- The Washington Times - Thursday, February 26, 2009

Three key indicators of the health of the nation’s economy — the numbers of unemployed Americans getting benefits, how many orders for durable goods are received by factories, and new-house sales — painted a darkening picture of a worsening recession Thursday.

The number of people who signed up for jobless benefits increased to a surprising 667,000 for the week ended Saturday, much higher than the 625,000 whom analysts expected to apply and far more than the 631,000 who signed up the previous week, the Labor Department reported.

Moreover, those Americans who collected unemployment claims for more than a week jumped to 5.1 million from 4.99 million the previous week, a record going back to when the agency started keeping records in 1967, when the Vietnam War was on, Lyndon Johnson was president, and the young worshipped the music and style of the Beatles.

At the same time Thursday, the Commerce Department reported that the number of orders received by factories for durable goods such as automobiles, appliances, computers and other items expected to last at least three years fell by a whopping 5.2 percent in January. That was way beyond the 2.5 percent that analysts had expected.

The drop in factory orders for a record sixth successive month was evident across the board, with orders declining for autos, machinery, computers, metal products, electrical equipment and household appliances, the agency said. Some of those items are manufactured for new houses, but the housing market virtually is dead.

The previous record for declining orders was four consecutive months in 1992, when the country was emerging from recession and Bill Clinton started his presidency.

As if to confirm the weakness in the housing market, the sale of new homes nosedived by 10.2 percent in January to an annual pace of 309,000, the worst showing since a record set in 1963, when John F. Kennedy was president for most of that year and the Cold War with the then-Soviet Union was at its height. It went through the all-time monthly low set in the recession year of 1981, during Ronald Reagan’s first term as president.

Taken together, these three indicators coupled with the financial crisis faced by 19 major banks that are undergoing strict Treasury Department examination to determine their viability mark the worst economic downturn in more than 70 years.

The Obama administration is trying to attack the recession with a $787 billion stimulus package intended to save or create 3.5 million jobs over two years, a plan to stabilize heavily indebted financial institutions, and expenditures of at least $75 billion to keep homeowners on the cusp of foreclosure in their homes.

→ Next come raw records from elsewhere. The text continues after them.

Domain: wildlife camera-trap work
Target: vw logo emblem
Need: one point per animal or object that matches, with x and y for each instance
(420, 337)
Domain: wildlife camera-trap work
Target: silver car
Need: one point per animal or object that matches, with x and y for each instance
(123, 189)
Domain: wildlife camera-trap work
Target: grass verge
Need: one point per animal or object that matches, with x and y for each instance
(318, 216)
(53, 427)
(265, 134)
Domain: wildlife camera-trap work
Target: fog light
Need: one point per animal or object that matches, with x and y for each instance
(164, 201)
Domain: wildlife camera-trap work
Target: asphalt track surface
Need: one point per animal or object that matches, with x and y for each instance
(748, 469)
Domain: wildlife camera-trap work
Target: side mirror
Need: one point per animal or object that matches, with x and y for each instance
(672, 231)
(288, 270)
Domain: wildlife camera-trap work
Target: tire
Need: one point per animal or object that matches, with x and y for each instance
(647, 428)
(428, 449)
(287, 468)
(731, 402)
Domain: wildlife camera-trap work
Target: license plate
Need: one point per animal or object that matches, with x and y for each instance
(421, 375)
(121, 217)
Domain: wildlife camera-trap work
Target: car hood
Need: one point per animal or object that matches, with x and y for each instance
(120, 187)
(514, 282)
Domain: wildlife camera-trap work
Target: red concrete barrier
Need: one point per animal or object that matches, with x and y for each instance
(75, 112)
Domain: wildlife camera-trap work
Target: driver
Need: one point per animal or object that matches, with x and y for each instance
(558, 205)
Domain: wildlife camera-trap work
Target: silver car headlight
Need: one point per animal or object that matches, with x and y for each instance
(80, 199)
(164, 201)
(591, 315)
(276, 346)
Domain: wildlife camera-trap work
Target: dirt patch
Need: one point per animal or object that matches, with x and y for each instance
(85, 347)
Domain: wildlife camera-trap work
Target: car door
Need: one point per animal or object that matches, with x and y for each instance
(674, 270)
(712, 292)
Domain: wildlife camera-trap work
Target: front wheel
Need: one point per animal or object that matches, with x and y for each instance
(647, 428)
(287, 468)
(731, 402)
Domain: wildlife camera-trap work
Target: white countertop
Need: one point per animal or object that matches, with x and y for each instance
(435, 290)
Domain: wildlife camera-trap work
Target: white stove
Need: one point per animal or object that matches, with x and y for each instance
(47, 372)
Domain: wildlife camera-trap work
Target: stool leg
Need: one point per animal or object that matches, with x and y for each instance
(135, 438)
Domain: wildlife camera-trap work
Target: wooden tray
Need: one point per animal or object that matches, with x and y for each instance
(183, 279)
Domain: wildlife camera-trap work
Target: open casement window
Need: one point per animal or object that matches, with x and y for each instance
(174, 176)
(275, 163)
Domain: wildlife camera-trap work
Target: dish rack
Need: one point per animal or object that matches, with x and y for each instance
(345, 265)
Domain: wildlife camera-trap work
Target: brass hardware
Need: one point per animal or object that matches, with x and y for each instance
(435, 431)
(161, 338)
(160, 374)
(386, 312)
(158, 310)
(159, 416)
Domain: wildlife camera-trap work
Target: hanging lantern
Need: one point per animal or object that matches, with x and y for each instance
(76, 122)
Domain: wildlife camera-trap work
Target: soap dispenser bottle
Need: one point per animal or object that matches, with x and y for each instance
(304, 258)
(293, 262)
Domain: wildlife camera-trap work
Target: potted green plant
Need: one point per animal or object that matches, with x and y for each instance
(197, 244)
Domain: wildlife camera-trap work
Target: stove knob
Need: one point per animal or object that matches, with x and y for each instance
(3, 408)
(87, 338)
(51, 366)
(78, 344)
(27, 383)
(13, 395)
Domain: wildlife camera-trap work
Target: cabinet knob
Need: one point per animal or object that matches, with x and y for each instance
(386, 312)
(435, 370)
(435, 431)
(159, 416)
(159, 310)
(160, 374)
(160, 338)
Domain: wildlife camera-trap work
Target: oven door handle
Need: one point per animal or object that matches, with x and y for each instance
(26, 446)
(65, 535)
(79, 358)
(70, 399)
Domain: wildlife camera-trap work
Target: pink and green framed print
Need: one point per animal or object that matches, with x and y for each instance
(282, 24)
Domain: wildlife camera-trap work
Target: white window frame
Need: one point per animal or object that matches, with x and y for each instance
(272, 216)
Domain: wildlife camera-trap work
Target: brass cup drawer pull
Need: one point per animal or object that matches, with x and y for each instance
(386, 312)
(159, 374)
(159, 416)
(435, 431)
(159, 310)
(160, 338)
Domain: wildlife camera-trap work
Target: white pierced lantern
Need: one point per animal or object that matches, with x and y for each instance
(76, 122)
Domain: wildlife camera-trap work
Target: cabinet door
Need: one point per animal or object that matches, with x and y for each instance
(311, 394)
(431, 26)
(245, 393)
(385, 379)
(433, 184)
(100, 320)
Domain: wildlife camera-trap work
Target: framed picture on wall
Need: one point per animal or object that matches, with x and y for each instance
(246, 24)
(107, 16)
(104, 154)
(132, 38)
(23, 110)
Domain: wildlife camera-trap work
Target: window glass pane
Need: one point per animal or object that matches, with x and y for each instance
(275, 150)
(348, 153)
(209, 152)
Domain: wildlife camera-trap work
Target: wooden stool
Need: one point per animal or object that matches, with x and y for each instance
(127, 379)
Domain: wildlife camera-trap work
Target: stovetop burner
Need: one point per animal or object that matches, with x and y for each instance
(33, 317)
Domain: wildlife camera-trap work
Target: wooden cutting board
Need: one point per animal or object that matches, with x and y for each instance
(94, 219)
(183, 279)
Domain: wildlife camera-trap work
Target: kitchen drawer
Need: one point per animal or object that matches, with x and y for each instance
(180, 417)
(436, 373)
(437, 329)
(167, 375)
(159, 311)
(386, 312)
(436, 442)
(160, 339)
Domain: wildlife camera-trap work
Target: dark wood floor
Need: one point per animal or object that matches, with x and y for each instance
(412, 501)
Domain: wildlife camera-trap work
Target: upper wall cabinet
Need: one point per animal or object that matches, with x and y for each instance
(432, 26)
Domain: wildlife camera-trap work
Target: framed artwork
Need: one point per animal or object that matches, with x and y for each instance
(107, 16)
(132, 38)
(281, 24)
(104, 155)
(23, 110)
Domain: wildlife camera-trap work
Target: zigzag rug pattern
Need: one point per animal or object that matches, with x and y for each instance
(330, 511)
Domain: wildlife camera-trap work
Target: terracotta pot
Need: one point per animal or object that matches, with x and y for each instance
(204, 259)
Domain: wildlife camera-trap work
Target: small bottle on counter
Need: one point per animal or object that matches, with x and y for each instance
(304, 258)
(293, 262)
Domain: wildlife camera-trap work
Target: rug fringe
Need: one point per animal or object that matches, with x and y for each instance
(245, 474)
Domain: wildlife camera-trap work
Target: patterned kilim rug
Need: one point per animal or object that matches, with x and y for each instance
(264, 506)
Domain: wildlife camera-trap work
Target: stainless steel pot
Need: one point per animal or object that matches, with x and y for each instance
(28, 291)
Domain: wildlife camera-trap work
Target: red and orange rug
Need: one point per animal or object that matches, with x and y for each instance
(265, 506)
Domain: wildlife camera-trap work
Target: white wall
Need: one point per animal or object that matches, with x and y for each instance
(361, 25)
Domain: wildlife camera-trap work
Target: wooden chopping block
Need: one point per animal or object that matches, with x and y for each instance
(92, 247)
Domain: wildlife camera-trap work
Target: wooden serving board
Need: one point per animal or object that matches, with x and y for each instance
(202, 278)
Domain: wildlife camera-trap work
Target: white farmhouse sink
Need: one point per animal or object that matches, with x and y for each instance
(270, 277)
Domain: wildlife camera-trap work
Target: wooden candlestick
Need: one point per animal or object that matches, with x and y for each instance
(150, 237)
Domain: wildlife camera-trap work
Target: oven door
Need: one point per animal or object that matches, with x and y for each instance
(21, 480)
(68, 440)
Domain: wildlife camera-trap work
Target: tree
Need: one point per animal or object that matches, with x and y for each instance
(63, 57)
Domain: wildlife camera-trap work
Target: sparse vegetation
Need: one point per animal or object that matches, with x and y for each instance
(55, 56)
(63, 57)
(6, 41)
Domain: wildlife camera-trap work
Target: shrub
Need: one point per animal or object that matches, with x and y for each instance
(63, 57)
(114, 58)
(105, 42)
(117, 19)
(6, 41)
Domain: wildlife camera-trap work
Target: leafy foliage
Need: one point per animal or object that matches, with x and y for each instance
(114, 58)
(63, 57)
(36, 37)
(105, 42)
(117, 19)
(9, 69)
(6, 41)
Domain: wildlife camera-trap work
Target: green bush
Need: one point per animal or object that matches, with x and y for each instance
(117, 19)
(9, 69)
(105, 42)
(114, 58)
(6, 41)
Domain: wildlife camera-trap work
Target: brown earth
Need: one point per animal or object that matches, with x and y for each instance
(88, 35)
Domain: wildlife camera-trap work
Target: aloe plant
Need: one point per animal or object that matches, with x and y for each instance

Economists and the federal government expect that the recession will reach its lowest point during the first half of this year and to begin to turn in the summer. Federal Reserve Chairman Ben S. Bernanke predicted in congressional testimony earlier this week that the country will be out of the recession by next year.

But, as President Obama has said more than once, things are likely to get tougher before they get better.

The figures for initial jobless claims and those for Americans receiving continuing unemployment benefits reflect the determination of big-name corporations to cut back workers to prevent a further erosion of their earnings. Hundreds of thousands of people have been dismissed from their jobs in the past few months alone.

In the latest such move, JPMorgan Chase & Co., the giant bank, announced Thursday that it will lay off 12,000 workers as part of its absorption of another bank, Washington Mutual, which it bought last year in a bid to save it from bankruptcy.

General Motors Corp., which has received tens of billions of dollars in bailout money from the federal government and has asked for more, recently announced that it will dismiss 47,000 more workers as it restructures to ensure its existence. Chrysler LLC, which also has received federal money, said it will fire 3,000 more workers.

The destructive nature of the housing market not only has lessened demand for the materials needed to build new homes but has forced construction laborers to look elsewhere for work, if they can find it.